Because much of this spending will flow to firms involved in solving the century date muddle, portfolio managers see a terrific investment opportunity in certain kinds of technology stocks.
''The very aggressive plays here are in the software component,'' said Brett Barry, a domestic equity portfolio manager at Bailard, Biehl & Kaiser.
Software developers aiming a ''silver bullet'' at the Millennium Bug represent a risky, pure-play Year 2000 investment, Barry said.
These companies sometimes have shaky cash flow and tenuous marketing strategies, and they could see their raison d'etre evaporate after midnight, January 1, 2000. But pick the right stock, one that shoots the bug dead, and rewards could be enormous.
''It's kind of like biotech investing,'' Barry said. ''There's probably a lot of cash burn going on in this area, and probably one or two (companies) will be successful. Certainly you'd need a basket of those type of stocks to really sleep at night.''
Two examples, Crystal Systems Solutions (CRYSF - news) and Peritus Software Solutions Inc. (PTUS - news), represent extremes of the genre.

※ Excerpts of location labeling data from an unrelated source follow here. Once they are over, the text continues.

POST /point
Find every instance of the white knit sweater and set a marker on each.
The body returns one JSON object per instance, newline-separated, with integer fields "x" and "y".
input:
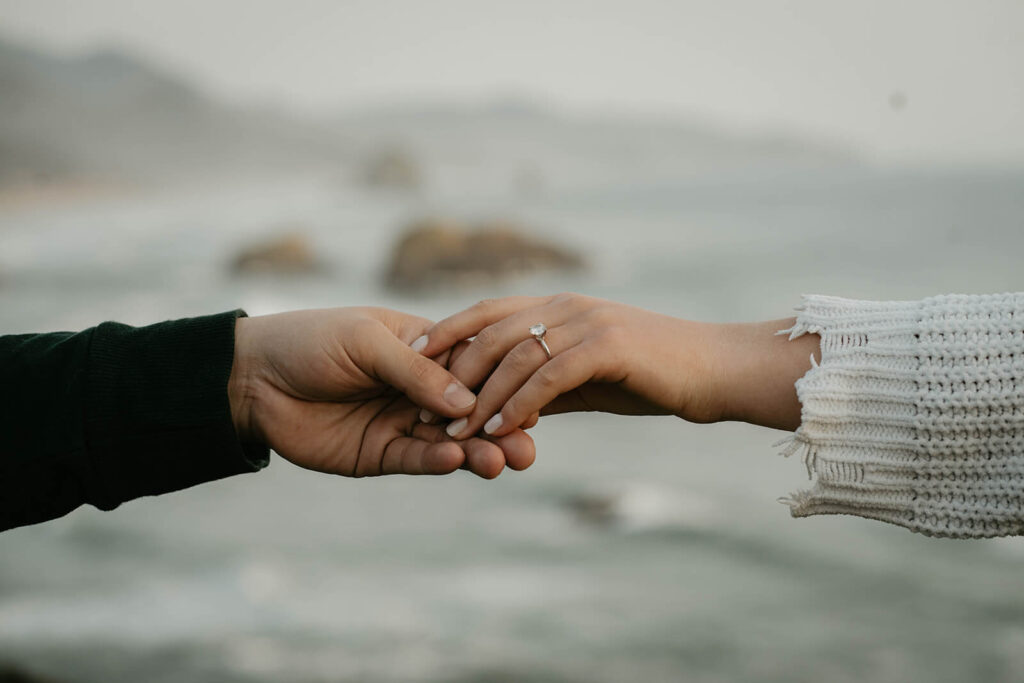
{"x": 915, "y": 414}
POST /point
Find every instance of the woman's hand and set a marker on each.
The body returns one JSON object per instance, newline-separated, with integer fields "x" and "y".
{"x": 616, "y": 358}
{"x": 333, "y": 390}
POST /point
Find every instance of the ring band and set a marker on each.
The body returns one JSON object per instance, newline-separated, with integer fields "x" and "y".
{"x": 538, "y": 331}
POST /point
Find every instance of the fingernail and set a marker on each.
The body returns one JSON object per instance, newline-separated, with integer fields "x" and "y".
{"x": 459, "y": 396}
{"x": 494, "y": 424}
{"x": 456, "y": 427}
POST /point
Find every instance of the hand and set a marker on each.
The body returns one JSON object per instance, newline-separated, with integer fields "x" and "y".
{"x": 338, "y": 390}
{"x": 616, "y": 358}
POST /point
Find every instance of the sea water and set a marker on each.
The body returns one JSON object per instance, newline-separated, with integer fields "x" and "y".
{"x": 695, "y": 573}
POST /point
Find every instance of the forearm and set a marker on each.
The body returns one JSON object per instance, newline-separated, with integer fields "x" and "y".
{"x": 114, "y": 413}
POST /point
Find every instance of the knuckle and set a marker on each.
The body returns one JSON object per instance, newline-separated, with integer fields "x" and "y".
{"x": 484, "y": 305}
{"x": 513, "y": 407}
{"x": 420, "y": 368}
{"x": 519, "y": 357}
{"x": 486, "y": 338}
{"x": 546, "y": 377}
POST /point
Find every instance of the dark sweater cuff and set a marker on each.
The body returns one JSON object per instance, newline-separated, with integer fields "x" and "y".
{"x": 158, "y": 417}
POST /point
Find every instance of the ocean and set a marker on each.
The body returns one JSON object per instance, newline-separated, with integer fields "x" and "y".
{"x": 697, "y": 573}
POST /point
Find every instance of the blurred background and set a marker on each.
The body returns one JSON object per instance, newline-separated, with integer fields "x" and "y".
{"x": 709, "y": 160}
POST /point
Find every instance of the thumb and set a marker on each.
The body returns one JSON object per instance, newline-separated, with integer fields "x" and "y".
{"x": 426, "y": 383}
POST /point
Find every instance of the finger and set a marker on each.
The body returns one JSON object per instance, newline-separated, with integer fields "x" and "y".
{"x": 483, "y": 458}
{"x": 513, "y": 371}
{"x": 408, "y": 455}
{"x": 456, "y": 352}
{"x": 426, "y": 383}
{"x": 519, "y": 450}
{"x": 564, "y": 373}
{"x": 498, "y": 340}
{"x": 468, "y": 323}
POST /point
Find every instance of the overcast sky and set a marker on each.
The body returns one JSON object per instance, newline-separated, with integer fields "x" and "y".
{"x": 826, "y": 68}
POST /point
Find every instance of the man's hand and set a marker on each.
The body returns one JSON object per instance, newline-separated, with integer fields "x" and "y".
{"x": 339, "y": 391}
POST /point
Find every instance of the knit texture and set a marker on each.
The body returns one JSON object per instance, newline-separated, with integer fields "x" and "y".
{"x": 915, "y": 414}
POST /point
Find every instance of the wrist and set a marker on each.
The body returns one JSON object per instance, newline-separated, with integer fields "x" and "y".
{"x": 242, "y": 385}
{"x": 759, "y": 370}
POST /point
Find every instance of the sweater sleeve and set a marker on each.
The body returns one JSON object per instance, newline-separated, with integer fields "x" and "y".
{"x": 914, "y": 415}
{"x": 114, "y": 413}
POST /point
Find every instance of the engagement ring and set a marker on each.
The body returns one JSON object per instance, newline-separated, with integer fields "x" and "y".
{"x": 539, "y": 331}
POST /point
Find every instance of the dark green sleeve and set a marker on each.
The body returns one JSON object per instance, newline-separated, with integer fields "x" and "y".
{"x": 114, "y": 413}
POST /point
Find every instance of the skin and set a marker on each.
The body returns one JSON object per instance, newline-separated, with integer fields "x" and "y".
{"x": 616, "y": 358}
{"x": 338, "y": 390}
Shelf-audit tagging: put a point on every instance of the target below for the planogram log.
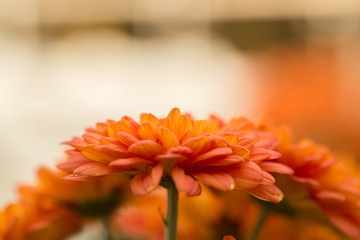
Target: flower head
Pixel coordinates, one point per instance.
(332, 183)
(223, 156)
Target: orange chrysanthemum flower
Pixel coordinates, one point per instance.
(332, 183)
(37, 217)
(221, 156)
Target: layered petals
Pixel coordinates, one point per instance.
(222, 155)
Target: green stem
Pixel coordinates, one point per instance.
(260, 222)
(172, 211)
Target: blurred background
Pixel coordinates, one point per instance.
(65, 65)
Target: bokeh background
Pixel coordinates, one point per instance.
(65, 65)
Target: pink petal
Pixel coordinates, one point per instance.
(305, 180)
(199, 144)
(130, 163)
(185, 183)
(260, 154)
(97, 155)
(147, 149)
(328, 195)
(217, 152)
(268, 179)
(77, 178)
(247, 175)
(73, 163)
(275, 167)
(113, 150)
(267, 193)
(219, 180)
(167, 138)
(126, 138)
(77, 143)
(144, 183)
(94, 169)
(92, 138)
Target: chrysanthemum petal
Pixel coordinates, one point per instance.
(185, 183)
(198, 145)
(78, 178)
(167, 138)
(122, 126)
(231, 138)
(133, 163)
(214, 153)
(184, 125)
(146, 149)
(77, 143)
(276, 167)
(247, 175)
(92, 138)
(219, 180)
(241, 151)
(148, 117)
(94, 169)
(228, 237)
(126, 138)
(144, 183)
(329, 195)
(260, 154)
(269, 193)
(74, 163)
(268, 179)
(97, 155)
(147, 131)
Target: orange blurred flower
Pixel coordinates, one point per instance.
(228, 237)
(90, 198)
(334, 184)
(239, 221)
(139, 217)
(187, 150)
(37, 217)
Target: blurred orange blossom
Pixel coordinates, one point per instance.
(36, 216)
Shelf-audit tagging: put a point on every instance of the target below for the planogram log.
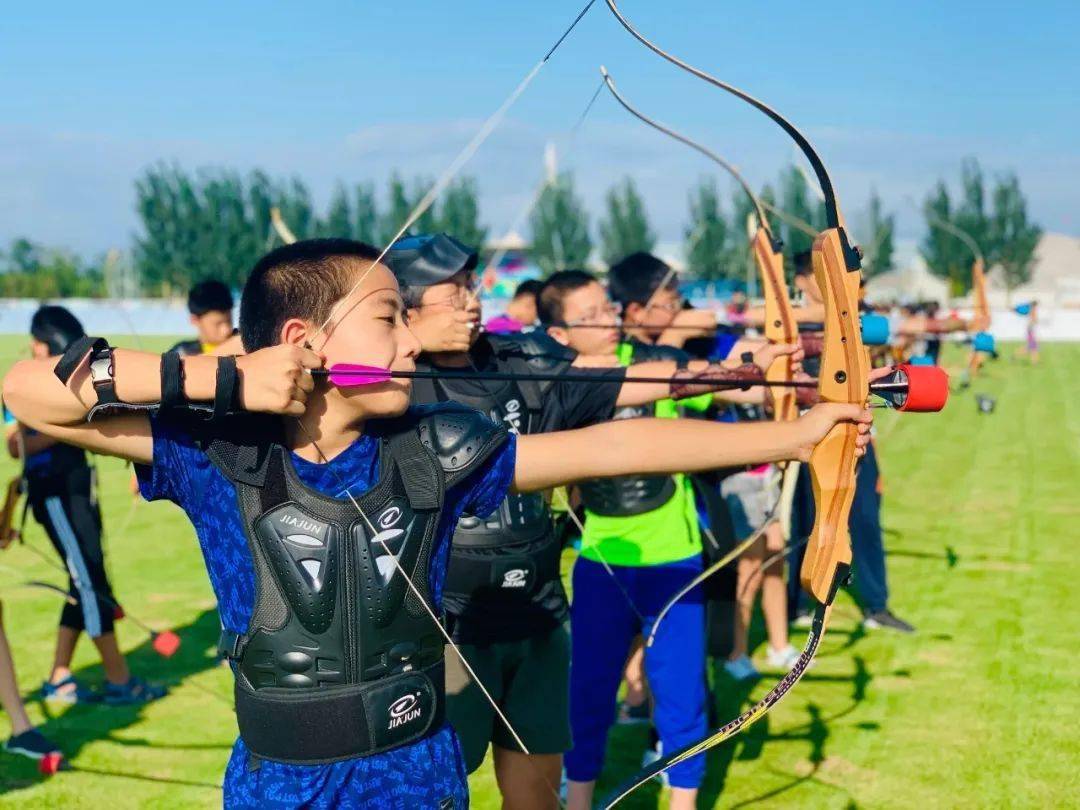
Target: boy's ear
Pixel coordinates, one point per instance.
(296, 332)
(558, 335)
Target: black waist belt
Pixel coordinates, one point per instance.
(320, 726)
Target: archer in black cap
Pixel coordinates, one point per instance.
(427, 259)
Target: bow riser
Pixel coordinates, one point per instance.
(844, 378)
(780, 324)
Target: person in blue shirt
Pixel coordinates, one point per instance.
(324, 513)
(62, 496)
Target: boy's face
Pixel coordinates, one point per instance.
(457, 293)
(658, 313)
(213, 327)
(583, 310)
(369, 328)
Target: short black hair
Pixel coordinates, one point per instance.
(555, 288)
(804, 262)
(302, 280)
(530, 286)
(210, 296)
(56, 327)
(637, 278)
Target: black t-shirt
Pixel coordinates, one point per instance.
(481, 612)
(567, 404)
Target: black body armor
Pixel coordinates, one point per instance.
(503, 582)
(341, 659)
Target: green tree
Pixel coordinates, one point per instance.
(879, 244)
(795, 199)
(30, 270)
(625, 229)
(707, 234)
(338, 221)
(1004, 234)
(1011, 237)
(401, 201)
(946, 256)
(459, 213)
(365, 224)
(559, 228)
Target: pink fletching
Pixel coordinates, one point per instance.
(345, 375)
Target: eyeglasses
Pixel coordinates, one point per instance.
(671, 308)
(608, 312)
(460, 297)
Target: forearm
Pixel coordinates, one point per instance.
(648, 447)
(39, 400)
(643, 393)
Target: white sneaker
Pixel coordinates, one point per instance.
(742, 669)
(783, 659)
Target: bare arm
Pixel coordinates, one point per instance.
(271, 380)
(664, 446)
(19, 443)
(40, 401)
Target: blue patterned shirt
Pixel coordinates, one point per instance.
(426, 773)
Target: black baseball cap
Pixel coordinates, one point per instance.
(429, 258)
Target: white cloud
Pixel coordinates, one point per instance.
(76, 189)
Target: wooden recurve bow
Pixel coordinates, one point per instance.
(844, 378)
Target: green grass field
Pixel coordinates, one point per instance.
(976, 710)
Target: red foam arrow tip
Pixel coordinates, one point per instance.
(165, 644)
(927, 389)
(346, 375)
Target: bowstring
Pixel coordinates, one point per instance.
(373, 532)
(607, 566)
(450, 172)
(734, 726)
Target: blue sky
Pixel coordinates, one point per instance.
(893, 94)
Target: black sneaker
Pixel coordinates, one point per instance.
(30, 743)
(886, 619)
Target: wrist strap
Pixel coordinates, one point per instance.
(226, 388)
(172, 381)
(75, 355)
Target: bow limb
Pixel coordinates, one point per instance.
(780, 324)
(278, 223)
(845, 378)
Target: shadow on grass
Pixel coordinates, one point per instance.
(80, 725)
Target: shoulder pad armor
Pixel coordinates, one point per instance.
(460, 437)
(536, 348)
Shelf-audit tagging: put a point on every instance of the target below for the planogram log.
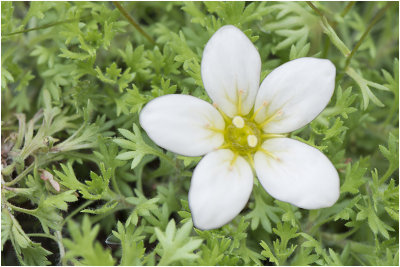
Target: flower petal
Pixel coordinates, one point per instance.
(219, 190)
(295, 93)
(231, 64)
(300, 174)
(181, 124)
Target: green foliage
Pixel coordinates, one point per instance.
(84, 237)
(82, 184)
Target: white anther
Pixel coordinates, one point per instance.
(238, 122)
(252, 140)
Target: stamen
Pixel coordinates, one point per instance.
(265, 104)
(233, 161)
(240, 101)
(252, 140)
(238, 122)
(273, 117)
(226, 118)
(269, 154)
(250, 160)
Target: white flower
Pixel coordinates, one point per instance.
(243, 130)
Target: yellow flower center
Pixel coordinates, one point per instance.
(242, 136)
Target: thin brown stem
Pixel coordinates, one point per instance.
(133, 22)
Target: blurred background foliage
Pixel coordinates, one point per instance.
(83, 184)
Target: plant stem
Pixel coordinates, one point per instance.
(347, 8)
(133, 22)
(72, 214)
(21, 175)
(19, 209)
(43, 235)
(61, 248)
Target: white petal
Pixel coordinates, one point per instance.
(300, 174)
(179, 123)
(219, 190)
(231, 64)
(295, 93)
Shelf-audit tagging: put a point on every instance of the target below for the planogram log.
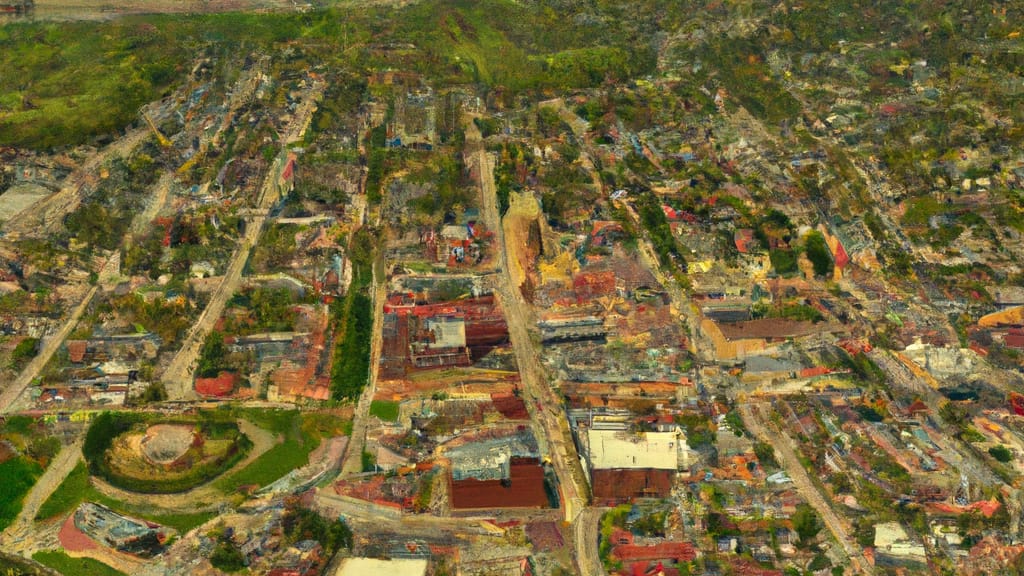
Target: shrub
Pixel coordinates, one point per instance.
(1000, 453)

Israel-based Crystal Systems, which develops software related to European currency convergence as well as the Year 2000 problem, recently reported record first-quarter earnings it partially attributed to marketing successes.
Massachussetts-based Peritus reported a first-quarter loss, saw its shares fall to near-record lows and faces class-action lawsuits charging it artificially inflated its stock.
''Apparently they had a real good product, but they were deficient in the marketing area,'' said Eric Efron, co-manager of USAA's Aggressive Growth Fund.
The moral according to Efron: Investors must ferret out firms with solid, sustainable business plans because a killer product might not sell itself.
Investors who cannot stomach the risk of pure-play millennium software firms can still make Year 2000 bets by targeting diversified service companies for whom the bug is merely one of many business aims.
Such firms include Computer Associates (CA - news), Electronic Data Systems Corp. (EDS), Computer Horizons Corp. (CHRZ - news) and myriad other firms.
''Right now, people seem to prefer the service companies rather than the companies that provide the software solutions themselves,'' Efron said. ''Some of these have been in business for 20 or 30 years.''
But both fund managers acknowledged that valuations appeared rather high in the technology service sector.
''My feeling is that the service-type stocks have for the most part been very hot -- most of the easy money has been made,'' BBK's Barry said. ''I would consider buying these only after considerable weakness.''
A final investment option, perhaps the least risky, might be less apparent. As businesses ponder the vast expense of simply fixing their old software, many are choosing to revamp their data processing systems completely.
Obviously, this phenomenon proves a boon to makers of networking hardware and software, companies such as Oracle Corp. (ORCL - news), IBM (IBM - news) and Germany's SAP AG (SAPG.F).
But less obviously, it could provide eventual cost savings to those companies' clients, boosting productivity at firms that junk their old systems and adopt new technology.
''There are significant opportunities if we see this wholesale shift, and in the long run that might be the cheapest fix of all,'' Barry said.